Pero para estos dos presidentes era más práctico cuestionar primero el propio operativo y luego la autenticidad de los computadores, que la veracidad de su contenido: que lo escribiera Reyes no es prueba de nada, pudieron haber dicho; de hecho no se conocía que contenían, aunque amenazaba ser confirmación de lo que hasta entonces eran sólo rumores. No previeron que la autenticidad de los computadores podría ser probada científicamente, y se han vuelto lanza en ristre, contra quien lo certificó, Interpol, y contra quien no tuvo más responsabilidad que la de encontrar en medio de la guerra toda esa información.
¿Qué habría que hacer con tanta información, botarla o mantenerla en secreto? Debió ser una decisión difícil. ¿Qué hubieran hecho esos gobiernos, o cada uno de nosotros, en una situación similar? Borrarla habría sido complicidad con la guerrilla y sus alcahuetas, o el extremo de la torpeza; y guardarla no habría servido ni para montar un repugnante chantaje (que no es del talante de este gobierno) porque al no mostrarla inmediatamente, podría –ahí si- perder autenticidad.
Lo transparente, ético, lo más indicado, era buscar una autoridad superior y neutral que certificara el origen de la información antes de hacerla pública. Lo mismo que se hizo con el ADN del hijo de Clara Rojas antes de declarar el parentesco.

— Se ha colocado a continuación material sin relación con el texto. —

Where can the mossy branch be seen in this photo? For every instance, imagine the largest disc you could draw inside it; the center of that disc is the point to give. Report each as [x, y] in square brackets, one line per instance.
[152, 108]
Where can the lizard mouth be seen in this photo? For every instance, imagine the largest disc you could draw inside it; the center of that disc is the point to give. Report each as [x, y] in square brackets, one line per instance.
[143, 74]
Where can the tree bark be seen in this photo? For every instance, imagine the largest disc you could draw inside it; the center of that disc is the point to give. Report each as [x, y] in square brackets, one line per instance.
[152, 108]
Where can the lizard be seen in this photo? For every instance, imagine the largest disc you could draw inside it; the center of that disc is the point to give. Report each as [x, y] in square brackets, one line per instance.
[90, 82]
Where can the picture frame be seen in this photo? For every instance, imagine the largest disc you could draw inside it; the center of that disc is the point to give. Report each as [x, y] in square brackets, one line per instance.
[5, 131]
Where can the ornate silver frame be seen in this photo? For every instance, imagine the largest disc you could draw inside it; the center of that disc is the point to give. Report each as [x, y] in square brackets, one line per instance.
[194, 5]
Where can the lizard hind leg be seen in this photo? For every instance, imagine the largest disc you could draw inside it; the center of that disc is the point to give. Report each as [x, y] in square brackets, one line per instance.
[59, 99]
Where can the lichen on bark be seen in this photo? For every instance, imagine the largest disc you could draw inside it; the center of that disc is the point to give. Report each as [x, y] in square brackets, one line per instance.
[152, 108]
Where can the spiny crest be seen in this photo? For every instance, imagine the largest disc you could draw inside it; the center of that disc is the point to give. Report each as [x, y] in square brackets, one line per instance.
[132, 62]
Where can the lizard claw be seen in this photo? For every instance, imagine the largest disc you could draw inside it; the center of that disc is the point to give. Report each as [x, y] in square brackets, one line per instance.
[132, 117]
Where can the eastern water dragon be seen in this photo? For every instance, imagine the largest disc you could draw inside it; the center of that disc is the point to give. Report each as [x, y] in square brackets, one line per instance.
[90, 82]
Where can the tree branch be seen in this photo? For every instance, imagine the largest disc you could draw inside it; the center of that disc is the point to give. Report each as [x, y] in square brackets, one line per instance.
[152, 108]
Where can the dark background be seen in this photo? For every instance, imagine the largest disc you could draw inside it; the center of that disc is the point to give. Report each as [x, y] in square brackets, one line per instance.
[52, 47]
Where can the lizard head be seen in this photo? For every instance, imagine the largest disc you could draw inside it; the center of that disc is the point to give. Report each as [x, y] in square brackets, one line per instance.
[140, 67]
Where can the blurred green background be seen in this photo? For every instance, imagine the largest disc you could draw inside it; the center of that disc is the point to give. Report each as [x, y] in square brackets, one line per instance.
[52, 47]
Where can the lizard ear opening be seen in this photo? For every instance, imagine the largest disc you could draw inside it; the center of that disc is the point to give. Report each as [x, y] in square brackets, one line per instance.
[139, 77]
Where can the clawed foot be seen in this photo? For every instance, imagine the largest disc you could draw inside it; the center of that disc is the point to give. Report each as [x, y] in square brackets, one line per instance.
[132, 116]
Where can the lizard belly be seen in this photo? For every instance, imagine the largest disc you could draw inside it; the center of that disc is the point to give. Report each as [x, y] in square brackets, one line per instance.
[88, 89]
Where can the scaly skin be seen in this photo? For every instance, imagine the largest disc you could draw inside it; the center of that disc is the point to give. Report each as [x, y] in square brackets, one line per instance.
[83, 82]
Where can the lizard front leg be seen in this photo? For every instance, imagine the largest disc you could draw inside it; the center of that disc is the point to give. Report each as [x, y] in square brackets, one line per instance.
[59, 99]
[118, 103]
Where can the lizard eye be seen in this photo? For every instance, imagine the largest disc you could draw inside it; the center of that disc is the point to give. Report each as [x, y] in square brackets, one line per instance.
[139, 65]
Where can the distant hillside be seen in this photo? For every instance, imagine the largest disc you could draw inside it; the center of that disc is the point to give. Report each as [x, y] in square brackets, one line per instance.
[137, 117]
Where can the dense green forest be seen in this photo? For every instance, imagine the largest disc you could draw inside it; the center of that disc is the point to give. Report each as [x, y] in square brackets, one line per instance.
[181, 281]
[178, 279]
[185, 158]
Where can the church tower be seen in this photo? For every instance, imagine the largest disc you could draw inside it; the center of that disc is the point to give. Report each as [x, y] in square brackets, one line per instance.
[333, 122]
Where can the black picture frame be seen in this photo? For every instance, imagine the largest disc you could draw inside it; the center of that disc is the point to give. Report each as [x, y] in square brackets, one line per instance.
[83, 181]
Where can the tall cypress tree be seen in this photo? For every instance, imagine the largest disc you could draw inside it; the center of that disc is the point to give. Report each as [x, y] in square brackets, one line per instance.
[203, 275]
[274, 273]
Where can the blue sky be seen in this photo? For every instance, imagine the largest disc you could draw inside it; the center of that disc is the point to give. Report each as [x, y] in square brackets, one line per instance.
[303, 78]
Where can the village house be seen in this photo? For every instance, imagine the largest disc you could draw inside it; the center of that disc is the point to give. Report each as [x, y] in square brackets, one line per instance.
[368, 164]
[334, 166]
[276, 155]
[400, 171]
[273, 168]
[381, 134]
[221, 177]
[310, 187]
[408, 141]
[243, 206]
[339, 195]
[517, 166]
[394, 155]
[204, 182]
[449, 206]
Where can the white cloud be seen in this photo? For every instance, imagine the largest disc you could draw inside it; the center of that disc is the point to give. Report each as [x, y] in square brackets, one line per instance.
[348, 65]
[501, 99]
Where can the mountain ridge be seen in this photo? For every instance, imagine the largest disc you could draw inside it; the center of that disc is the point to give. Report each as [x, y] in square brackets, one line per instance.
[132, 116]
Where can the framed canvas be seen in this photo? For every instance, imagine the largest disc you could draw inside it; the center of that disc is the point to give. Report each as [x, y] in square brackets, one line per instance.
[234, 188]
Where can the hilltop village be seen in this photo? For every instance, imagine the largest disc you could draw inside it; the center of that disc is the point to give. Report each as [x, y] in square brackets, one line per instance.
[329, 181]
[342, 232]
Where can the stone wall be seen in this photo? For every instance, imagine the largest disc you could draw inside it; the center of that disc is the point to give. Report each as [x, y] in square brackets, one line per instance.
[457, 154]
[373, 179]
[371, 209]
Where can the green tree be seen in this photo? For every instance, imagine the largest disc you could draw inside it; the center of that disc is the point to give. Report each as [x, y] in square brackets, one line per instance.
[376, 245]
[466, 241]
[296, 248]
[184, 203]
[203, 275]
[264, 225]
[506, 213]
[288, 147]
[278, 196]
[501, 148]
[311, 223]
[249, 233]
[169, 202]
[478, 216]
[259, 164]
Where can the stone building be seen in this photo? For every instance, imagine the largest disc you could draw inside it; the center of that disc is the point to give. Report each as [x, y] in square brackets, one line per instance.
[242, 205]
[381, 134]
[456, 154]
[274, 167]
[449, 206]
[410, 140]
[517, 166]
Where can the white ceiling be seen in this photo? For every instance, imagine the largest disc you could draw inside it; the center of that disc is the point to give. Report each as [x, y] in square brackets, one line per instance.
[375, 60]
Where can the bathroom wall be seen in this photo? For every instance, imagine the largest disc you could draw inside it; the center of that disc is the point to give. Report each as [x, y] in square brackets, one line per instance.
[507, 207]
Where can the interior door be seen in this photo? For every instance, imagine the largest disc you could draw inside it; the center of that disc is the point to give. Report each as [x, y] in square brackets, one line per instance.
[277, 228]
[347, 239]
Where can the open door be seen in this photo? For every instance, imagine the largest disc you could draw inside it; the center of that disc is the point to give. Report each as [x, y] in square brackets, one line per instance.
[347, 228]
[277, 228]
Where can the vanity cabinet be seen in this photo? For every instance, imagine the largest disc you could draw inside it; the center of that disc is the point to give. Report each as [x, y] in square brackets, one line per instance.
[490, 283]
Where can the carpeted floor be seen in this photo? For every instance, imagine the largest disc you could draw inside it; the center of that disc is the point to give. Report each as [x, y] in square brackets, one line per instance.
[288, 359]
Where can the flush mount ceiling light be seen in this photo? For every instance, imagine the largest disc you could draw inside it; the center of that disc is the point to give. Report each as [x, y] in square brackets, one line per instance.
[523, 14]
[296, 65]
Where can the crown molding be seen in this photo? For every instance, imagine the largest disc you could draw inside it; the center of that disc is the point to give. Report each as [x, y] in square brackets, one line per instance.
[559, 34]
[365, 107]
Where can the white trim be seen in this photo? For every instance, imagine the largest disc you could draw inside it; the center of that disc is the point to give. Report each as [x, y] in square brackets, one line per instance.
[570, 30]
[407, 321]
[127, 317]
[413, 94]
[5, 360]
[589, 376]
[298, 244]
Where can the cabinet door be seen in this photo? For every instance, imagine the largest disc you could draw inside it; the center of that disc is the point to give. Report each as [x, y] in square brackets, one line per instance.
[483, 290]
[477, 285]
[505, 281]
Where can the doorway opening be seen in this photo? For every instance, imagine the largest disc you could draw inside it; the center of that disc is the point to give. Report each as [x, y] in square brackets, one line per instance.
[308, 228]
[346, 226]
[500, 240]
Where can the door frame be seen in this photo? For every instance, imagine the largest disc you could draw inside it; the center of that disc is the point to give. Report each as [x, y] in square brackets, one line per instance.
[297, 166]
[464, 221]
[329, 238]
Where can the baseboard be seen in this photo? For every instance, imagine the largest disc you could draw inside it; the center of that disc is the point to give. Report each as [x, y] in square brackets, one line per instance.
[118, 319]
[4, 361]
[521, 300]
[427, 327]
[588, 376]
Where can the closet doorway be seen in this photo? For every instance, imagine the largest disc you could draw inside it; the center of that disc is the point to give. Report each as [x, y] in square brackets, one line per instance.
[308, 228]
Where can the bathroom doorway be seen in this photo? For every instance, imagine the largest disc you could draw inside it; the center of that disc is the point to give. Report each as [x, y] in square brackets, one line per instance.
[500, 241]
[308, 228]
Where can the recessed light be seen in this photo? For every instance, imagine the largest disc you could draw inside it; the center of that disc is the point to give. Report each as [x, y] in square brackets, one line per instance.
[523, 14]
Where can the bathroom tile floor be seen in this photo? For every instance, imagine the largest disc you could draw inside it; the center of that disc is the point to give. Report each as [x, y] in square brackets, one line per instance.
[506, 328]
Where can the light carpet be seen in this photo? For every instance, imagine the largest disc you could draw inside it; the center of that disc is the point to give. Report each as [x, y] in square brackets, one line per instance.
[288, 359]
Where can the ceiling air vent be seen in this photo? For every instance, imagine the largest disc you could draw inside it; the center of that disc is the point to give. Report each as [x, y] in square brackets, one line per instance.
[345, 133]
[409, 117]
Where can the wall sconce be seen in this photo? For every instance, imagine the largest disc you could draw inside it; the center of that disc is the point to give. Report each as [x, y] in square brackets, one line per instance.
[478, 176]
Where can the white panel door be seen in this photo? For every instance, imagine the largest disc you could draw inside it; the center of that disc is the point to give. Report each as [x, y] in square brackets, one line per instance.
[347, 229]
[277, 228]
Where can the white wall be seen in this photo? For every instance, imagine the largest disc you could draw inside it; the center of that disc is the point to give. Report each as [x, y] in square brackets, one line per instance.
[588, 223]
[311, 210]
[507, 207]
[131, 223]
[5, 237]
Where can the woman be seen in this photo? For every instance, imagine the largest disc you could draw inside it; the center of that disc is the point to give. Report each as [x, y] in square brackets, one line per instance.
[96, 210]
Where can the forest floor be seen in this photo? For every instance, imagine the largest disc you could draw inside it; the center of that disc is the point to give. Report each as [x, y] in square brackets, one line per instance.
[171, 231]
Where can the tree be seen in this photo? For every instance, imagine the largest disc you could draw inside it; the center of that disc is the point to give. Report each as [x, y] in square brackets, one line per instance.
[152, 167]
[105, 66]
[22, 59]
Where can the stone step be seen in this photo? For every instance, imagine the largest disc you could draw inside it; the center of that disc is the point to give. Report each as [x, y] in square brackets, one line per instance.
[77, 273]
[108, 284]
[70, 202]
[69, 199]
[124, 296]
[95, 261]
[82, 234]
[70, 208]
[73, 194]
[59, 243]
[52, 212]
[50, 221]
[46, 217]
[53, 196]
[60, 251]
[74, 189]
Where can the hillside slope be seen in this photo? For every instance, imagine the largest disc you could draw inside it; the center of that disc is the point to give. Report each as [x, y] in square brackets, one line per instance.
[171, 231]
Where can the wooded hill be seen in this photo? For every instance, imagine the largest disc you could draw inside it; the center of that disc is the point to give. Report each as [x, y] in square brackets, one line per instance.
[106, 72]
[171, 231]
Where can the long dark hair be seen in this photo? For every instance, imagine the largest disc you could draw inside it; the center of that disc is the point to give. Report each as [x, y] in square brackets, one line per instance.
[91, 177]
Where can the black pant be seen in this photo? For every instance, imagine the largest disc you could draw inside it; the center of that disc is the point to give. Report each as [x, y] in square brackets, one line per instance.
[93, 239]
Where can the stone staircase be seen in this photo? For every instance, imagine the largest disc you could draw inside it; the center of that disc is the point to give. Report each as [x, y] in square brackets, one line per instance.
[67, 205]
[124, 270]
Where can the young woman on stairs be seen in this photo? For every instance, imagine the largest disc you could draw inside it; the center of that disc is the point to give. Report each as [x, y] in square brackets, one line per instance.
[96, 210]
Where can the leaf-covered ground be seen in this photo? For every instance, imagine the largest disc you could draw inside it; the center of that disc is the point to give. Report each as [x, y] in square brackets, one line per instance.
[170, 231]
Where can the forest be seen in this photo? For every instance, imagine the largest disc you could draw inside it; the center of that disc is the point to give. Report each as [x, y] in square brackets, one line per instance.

No obstante también en ese caso Chávez cuestionó el procedimiento; y si mal no recuerdo pretendía que fuera Venezuela (sin duda alguna, parte comprometida en el conflicto interno colombiano) quien diera ese aval.
¿Hubiera sido más efectivo mantener la información secreta y utilizarla para y hasta obtener más pruebas? Quizás peor, porque en este momento la información acusa pero no condena, es simplemente preventiva –así se escamen los implicados- y correctiva, pero cogidos in fraganti, podría ser sancionatoria.
Ahora cabria preguntar, ¿qué ganó Colombia con este proceder? Para empezar reconocimiento de honestidad, transparencia y seriedad, tres intangibles que enaltecen a la nación y su lucha contra la guerrilla, en contraste con la forma en que ésta manipula políticamente los acontecimientos: uno de los más importantes descubrimientos hallados en los computadores.
Eso sólo justifica el proceder, pero ¿aun a costa de ganarse la malquerencia de los presidentes de Venezuela y Ecuador? Creo que sí, los países transcienden a sus gobernantes.
Por Miguel Yances Peña. Columnista de El Universal de Cartagena.